Pochi ci riescono. Fare del black classico che smuova l’attenzione infatti significa saperlo suonare da dio – o magari da Satana. Il che, cosa a dir poco strana, negli ultimi anni riesce a molti gruppi d’oltre oceano, gruppi che, probabilmente sdoganati dal successo di Agalloch e Nachtmystium, hanno cominciato ad approdare anche sulle coste del continente antico. Una miriade di gruppi post black, black progressive, black atmosferico, black quel che vi pare.
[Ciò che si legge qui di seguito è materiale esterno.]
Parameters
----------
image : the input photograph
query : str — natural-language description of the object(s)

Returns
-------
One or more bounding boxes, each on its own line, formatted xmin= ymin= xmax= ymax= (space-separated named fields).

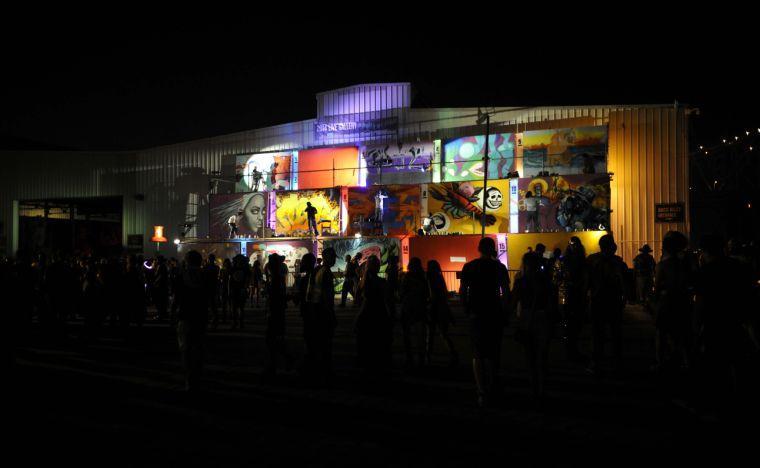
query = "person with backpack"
xmin=585 ymin=234 xmax=627 ymax=375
Una miriade di gruppi che comunque ha iniziato a spuntare come funghi e a popolare il folto sottobosco dell’underground di quel Vinland che, sino ad una decina d’anni fa, non sembrava minimamente essere terra di conquista per il sound della Norvegia: Gallwbraid, Caladan Brood, Ashbringer ed ora anche gli Obsequiae.

20BSPROMO

Obsequiae che, a guardare la tracklist di Aria of Vernal Tombs, dove fan capolino dei titoli in spagnolo, potrebbero esser presi per californiani o quantomeno per un gruppo della Florida. Invece no, il presente terzetto con drum-machine al seguito viene dal Minnesota (ma vantano un arpista ispanico in una curiosa formazione da one-man-band cui si aggiungono saltuariamente altri due elementi). E col citato platter, del cui chilometrico titolo si disse in precedenza, sono giunti al secondo album, che segue di quattro anni il debut, dal titolo parimenti chilometrico, Suspended in the Brume of Eos.
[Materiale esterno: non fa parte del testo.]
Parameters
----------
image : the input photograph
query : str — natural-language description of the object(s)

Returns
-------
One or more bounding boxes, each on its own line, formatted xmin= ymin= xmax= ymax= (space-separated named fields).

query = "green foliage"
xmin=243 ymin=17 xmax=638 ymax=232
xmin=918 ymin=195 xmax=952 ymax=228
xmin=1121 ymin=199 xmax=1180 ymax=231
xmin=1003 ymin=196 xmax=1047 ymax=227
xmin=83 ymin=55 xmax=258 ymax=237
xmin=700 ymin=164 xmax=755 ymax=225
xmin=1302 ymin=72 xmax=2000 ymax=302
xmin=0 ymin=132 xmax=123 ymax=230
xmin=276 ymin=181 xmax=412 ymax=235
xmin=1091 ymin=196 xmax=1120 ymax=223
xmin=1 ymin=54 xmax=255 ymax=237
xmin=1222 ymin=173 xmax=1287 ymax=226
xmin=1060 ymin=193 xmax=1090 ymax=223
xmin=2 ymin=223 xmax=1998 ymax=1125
L’incipit, una delicata strumentale, fatta da melodie all’arpa,  indica subito come i nostri non faccian il solito black, e rivelano da un lato influenze vagamente medievali. Simili stacchi d’arpa, molto suggestivi, brevi e rinfrescanti, ne troverete quattro lungo tutto il disco. Il resto è black. Brioso. Strano a dirsi ma assai brioso.
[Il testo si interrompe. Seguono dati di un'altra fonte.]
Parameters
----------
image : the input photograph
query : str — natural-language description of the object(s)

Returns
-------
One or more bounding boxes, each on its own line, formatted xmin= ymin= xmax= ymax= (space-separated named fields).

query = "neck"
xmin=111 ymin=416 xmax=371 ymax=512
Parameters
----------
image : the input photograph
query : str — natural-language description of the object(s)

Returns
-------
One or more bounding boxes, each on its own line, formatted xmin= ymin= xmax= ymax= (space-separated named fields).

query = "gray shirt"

Aria of vernal tombs si snoda su un pugno di 7 canzoni e 4 interludi di durata breve e, in pieno stile black, tutte molto simili tra loro. Le tiene in piedi la strabiliante capacità alla sei corde di Tanner Anderson, artista sensibile che produce una serie incredibile di riff al contempo languidi, taglienti ed irresistibili, che fanno dell’album una sorta di organismo unico e pulsante che trasuda oscurità e decadenza. Difficile distinguere i pezzi, peraltro tutti estremamente raffinati, e qui sta il colpo da maestro. Perché gli Obsequiae costruiscono la loro formula su di un elemento che nel 98% dei casi risulta essere lo scoglio su cui i gruppettini black inevitabilmente si schiantano –  la monotonia. Il sound degli statunitensi risulta omogeneo, ma non noioso, dimesso, ma non ripetitivo, lento, eppure se si ascolta il disco un paio di volte di fila si viene presi da una strana forma di groove, sicché si giunge alla fine con un discreto entusiasmo in corpo, simile a quando si beve un litro di caffè.

Insomma, questo trio confeziona un piccolo gioiello, dal valore qualitativo altissimo, privo di fronzoli e voglia di strafare, ma neppure ancorato in maniera pedissequa al black canonico. Molto probabilmente il miglior disco di classic black dell’anno assieme ai Melechesh. Non tutti ci riescono.